A hybrid guitar is an electric guitar with the ability to produce a signal with the tonal quality of an acoustic guitar in addition to a typical electric signal from a magnetic pickup, allowing a wide tonal pallette. The signal from the two-pickup systems can be blended on board, or (sometimes on the same instrument) fed separately to two different effect and amplification lines.

Hybrid guitars typically use a piezoelectric pickup to generate the acoustic-like signal, the same type of pickup used in most electro-acoustic guitars.

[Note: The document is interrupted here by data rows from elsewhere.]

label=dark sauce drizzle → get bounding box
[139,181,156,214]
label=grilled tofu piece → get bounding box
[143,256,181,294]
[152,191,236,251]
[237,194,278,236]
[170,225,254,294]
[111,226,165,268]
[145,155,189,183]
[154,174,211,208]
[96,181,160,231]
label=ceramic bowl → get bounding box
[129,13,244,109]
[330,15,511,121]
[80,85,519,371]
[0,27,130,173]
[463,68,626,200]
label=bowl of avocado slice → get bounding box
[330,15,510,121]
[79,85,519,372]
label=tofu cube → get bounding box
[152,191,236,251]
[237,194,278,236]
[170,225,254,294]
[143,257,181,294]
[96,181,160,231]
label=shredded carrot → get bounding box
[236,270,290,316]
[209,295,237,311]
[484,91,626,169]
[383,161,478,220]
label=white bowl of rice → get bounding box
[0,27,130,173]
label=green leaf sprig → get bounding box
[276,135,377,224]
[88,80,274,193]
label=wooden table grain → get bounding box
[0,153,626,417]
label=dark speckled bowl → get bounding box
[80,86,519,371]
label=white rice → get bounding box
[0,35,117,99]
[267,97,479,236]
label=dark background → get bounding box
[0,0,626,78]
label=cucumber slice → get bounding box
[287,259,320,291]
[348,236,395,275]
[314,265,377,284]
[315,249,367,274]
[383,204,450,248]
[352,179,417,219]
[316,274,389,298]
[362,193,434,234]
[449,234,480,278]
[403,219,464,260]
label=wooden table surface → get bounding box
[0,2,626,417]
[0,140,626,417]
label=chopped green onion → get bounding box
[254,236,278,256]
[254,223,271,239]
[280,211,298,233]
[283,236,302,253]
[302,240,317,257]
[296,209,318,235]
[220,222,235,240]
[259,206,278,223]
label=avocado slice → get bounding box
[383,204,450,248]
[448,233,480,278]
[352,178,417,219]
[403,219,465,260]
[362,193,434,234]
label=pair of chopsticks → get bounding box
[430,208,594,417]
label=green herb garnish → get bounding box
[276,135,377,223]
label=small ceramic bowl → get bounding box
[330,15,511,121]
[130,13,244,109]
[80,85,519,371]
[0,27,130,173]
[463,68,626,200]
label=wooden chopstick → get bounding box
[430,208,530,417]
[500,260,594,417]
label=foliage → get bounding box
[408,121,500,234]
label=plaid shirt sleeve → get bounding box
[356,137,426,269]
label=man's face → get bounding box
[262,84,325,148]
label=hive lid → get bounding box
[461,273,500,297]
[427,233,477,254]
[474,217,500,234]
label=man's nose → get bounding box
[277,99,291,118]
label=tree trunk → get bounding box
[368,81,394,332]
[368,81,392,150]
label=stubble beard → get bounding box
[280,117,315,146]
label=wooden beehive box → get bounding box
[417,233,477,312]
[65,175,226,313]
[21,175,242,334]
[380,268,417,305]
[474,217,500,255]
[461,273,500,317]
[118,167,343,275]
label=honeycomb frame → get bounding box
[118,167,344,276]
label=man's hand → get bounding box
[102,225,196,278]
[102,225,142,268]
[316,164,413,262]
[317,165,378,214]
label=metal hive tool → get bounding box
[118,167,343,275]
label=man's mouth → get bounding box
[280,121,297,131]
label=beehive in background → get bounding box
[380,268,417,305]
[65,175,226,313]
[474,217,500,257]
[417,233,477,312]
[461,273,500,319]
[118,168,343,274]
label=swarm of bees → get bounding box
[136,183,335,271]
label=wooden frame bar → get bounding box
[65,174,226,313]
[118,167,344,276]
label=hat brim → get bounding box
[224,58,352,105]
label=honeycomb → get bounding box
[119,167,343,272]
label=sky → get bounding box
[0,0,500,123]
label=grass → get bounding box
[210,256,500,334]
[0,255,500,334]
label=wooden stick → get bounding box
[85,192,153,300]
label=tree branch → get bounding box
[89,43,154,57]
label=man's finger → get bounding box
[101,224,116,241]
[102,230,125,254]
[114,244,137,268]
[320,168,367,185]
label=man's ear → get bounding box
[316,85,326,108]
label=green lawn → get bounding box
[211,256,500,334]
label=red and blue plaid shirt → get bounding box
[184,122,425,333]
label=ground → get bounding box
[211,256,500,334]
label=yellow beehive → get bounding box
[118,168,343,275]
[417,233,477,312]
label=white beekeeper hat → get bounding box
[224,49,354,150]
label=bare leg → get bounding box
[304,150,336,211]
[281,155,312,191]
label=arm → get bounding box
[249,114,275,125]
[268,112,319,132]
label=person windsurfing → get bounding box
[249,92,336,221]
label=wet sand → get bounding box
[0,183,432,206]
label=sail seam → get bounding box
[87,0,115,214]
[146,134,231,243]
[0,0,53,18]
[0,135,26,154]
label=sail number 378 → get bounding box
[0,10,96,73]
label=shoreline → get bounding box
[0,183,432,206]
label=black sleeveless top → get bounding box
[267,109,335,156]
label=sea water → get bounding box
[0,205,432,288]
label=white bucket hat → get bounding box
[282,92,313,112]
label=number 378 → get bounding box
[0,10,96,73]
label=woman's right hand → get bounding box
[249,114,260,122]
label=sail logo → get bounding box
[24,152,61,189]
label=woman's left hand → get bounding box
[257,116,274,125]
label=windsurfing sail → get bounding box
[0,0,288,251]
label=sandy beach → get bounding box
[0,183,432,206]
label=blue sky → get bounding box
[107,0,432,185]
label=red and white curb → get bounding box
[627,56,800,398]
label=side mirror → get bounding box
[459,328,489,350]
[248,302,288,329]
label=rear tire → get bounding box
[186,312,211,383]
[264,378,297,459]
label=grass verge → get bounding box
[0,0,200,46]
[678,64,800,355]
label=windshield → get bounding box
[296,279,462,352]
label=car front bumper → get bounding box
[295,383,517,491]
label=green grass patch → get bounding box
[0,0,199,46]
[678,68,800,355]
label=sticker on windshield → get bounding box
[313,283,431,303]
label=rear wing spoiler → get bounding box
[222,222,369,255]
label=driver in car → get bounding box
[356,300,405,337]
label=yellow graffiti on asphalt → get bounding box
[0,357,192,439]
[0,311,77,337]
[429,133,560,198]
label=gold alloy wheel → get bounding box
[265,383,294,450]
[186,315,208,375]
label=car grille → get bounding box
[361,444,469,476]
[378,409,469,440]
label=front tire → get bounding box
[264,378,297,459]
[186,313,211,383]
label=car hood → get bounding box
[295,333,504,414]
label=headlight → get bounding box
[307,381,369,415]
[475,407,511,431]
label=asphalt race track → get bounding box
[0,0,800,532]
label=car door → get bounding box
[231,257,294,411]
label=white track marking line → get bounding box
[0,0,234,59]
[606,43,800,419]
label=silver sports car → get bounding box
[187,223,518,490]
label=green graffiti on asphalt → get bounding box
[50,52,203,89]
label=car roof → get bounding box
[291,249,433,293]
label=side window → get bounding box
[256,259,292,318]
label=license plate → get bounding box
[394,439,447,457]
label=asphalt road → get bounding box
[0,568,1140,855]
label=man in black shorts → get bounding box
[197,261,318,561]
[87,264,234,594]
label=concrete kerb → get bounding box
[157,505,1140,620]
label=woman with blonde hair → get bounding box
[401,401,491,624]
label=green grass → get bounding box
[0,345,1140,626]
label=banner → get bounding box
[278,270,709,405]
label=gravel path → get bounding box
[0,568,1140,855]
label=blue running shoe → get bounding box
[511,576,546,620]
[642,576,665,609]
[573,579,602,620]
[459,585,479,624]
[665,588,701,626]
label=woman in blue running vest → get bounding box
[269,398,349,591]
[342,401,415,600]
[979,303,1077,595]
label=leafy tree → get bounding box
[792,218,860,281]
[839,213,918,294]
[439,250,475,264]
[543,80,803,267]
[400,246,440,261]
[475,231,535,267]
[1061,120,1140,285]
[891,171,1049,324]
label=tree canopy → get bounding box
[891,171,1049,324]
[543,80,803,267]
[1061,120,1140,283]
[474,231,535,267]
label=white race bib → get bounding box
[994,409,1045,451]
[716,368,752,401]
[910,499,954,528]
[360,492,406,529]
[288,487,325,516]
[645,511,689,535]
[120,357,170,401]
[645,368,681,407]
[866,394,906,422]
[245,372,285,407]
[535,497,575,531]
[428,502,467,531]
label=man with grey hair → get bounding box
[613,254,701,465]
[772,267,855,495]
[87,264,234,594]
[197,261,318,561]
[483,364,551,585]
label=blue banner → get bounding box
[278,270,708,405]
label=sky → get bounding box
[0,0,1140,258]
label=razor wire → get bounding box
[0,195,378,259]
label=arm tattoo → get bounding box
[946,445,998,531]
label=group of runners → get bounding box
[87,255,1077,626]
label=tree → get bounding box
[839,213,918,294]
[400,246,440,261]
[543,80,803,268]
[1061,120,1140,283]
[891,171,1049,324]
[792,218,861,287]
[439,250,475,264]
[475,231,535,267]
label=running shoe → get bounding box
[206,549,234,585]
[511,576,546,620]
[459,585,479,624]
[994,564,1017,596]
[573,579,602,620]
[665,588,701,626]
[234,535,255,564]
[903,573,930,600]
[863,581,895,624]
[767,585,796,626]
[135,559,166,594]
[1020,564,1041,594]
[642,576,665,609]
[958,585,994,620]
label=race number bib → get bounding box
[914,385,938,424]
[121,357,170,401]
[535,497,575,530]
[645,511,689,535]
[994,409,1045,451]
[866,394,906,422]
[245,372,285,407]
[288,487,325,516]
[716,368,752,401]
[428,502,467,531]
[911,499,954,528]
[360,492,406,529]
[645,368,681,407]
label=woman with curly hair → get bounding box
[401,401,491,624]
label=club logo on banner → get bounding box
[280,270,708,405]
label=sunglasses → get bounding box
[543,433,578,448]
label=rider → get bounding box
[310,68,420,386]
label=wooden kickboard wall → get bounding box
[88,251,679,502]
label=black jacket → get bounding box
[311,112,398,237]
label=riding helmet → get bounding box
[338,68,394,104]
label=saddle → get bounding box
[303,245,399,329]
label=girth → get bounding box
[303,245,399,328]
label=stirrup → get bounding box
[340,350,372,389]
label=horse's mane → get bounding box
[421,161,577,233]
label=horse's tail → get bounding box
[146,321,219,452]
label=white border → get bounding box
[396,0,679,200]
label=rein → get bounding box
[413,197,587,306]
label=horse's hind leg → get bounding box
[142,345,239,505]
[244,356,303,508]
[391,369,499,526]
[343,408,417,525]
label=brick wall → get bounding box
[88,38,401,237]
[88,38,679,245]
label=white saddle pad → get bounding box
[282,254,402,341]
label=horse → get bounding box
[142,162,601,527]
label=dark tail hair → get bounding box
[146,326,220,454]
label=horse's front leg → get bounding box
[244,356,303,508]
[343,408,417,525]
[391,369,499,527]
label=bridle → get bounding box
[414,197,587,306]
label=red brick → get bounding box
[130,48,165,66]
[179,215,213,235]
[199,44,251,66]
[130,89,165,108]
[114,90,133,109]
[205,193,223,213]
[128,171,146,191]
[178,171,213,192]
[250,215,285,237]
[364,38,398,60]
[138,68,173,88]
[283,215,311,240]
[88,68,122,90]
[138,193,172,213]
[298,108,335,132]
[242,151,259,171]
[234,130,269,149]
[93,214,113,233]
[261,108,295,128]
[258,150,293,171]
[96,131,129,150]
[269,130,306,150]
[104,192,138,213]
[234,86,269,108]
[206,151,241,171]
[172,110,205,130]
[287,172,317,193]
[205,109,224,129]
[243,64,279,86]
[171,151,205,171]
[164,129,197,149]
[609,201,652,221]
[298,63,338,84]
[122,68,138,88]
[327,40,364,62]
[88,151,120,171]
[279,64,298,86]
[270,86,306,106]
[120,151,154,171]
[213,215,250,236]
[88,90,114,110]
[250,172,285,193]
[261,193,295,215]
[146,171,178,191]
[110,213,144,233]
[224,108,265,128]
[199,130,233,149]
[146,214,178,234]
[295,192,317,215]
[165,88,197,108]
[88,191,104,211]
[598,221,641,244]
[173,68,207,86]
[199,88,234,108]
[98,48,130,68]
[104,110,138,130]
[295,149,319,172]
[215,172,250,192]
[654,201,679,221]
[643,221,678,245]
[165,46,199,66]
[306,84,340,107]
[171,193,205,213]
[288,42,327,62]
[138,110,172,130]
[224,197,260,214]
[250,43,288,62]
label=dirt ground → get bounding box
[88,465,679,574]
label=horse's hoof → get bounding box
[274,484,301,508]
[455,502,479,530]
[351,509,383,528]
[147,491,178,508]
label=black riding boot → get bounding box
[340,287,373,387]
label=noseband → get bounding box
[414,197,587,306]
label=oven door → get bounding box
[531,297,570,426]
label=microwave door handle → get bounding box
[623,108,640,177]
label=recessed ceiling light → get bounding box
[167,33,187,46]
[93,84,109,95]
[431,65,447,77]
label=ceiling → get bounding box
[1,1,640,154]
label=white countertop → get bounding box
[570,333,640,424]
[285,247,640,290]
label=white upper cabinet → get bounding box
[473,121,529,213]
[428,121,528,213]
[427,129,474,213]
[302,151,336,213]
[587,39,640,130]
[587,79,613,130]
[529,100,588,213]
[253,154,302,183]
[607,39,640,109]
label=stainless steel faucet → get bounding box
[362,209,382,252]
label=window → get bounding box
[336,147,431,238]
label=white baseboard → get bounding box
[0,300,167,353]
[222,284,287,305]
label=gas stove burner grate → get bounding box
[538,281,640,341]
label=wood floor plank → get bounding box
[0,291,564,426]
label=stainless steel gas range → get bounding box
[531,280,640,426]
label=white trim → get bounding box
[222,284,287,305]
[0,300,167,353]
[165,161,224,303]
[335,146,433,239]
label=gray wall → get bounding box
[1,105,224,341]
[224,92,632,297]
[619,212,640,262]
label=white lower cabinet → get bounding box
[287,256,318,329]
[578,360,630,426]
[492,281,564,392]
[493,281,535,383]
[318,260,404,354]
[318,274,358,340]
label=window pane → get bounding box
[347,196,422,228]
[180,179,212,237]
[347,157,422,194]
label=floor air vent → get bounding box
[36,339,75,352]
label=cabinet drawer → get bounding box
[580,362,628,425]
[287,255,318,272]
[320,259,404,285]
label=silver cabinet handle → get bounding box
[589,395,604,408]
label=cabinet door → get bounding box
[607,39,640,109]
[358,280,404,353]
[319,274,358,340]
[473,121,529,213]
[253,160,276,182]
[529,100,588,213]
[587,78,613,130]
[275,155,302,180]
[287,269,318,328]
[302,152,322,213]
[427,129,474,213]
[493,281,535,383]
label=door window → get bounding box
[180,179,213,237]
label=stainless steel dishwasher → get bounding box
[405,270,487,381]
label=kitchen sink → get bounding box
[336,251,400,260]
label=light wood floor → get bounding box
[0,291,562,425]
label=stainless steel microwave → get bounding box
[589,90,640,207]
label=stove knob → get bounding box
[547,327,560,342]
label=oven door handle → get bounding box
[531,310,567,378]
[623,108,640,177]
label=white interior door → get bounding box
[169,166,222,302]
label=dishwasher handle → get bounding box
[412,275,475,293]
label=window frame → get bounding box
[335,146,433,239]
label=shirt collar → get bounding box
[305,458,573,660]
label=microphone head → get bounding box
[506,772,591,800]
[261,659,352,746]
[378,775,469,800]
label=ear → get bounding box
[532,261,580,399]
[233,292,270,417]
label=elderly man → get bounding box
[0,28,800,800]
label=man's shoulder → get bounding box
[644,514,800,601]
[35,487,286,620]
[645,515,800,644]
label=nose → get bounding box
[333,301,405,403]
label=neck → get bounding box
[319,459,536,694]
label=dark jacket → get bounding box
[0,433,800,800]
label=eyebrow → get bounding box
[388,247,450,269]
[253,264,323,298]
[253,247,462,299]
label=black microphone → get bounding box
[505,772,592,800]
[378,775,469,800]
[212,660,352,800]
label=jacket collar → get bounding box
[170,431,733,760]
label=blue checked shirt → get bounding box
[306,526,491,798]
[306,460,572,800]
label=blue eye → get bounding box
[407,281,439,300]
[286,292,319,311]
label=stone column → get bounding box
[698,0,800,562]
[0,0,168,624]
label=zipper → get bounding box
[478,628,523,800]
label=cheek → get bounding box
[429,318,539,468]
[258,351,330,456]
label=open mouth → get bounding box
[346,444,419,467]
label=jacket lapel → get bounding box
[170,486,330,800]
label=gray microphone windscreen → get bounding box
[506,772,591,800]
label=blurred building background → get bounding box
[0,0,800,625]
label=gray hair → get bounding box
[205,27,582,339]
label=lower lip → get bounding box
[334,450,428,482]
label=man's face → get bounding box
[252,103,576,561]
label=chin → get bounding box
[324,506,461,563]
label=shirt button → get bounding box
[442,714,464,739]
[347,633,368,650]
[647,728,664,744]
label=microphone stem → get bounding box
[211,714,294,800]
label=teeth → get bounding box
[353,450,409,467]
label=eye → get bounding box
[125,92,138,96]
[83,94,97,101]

Such pickups can produce a reasonable facsimile of acoustic tone even in solid bodied instruments. Aftermarket piezo pickups allow conventional electric guitars to be converted into hybrid guitars.

Examples of solid-body hybrid guitars include the Ovation VXT, Godin A6 Ultra, Peavey's Generation Custom EXP Quilt Top w/ Piezo Series and Tom Anderson Guitarworks Crowdster Plus One and Two. They are similar to silent guitars, except that the latter do not have magnetic pickups. Hollow-body hybrid guitars include the Hamer Duotone Custom, Michael Kelly hybrid, Taylor T5 and, Epiphone ULTRA-339, Ibanez Montage Crafter SA, PRS Hollowbody II Piezo. These resemble semi-acoustic guitars with additional piezo pickups. The Yamaha AEX1500 is a hybrid archtop guitar.